Już kilka lat temu zdecydowały się na to banki centralne w strefie euro i Japonii, jednak Fed do tej pory nie musiał sięgać po takie rozwiązanie.
– To zupełnie inny świat, w którym wszyscy stoją w obliczu zerowych stóp procentowych. Obawiam się, że zmierzamy w tym kierunku – stwierdził Summers w wywiadzie dla CNBC. Przewiduje on, że jeśli nie nastąpią pozytywne zmiany w gospodarce USA, Rezerwa Federalna będzie miała niewielką szansę na utrzymaniu stóp powyżej zera.
Zapalnikiem, który może zmusić Fed do obniżenia stóp do ujemnej wartości, byłaby recesja. Według Summersa obecnie ryzyko wystąpienia recesji w tym roku w USA wynosi 50 proc. i znacząco wzrośnie w przyszłym roku.
Fed po raz pierwszy od dekady obniżył stopy procentowe w lipcu. Powtórzył ten zabieg również we wrześniu i obecnie główna stopa mieści się w przedziale 1,75–2 proc. Inwestorzy nadal liczą, że Fed będzie ciął oprocentowanie, jednak do najbliższej obniżki prawdopodobnie dojdzie dopiero w przyszłym roku.

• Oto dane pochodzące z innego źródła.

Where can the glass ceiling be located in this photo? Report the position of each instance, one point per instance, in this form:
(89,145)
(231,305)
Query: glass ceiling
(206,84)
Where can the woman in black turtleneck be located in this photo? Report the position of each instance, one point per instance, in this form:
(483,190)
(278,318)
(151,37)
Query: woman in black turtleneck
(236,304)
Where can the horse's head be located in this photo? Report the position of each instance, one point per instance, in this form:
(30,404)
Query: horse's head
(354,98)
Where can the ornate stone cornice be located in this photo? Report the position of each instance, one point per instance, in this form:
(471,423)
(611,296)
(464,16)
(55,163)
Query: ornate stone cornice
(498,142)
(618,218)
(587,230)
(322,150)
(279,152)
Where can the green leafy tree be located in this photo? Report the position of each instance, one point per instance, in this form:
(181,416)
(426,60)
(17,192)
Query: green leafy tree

Ujemne stopy procentowe byłyby na rękę Donaldowi Trumpowi, który chce jak najmocniej stymulować gospodarkę. – Rezerwa Federalna powinna obniżyć stopy procentowe do ZERO lub mniej, a następnie powinniśmy zacząć refinansować nasz dług – pisał Trump na Twitterze. Wielokrotnie naciskał na Jerome’a Powella, prezesa Fedu, aby ten redukował stopy, jednak Fed nie poddaje się naciskom. – Nie sądzę, byśmy rozważali stosowanie ujemnych stóp procentowych – mówił Powell po ostatnim posiedzeniu.
Ujemne stopy w strefie euro zostały wprowadzone w 2014 r. i do tej pory są utrzymywane przez EBC poniżej zera. Z wypowiedzi Christine Lagarde, która przejmie stery banku od listopada, można wywnioskować, że gołębia polityka będzie podtrzymana.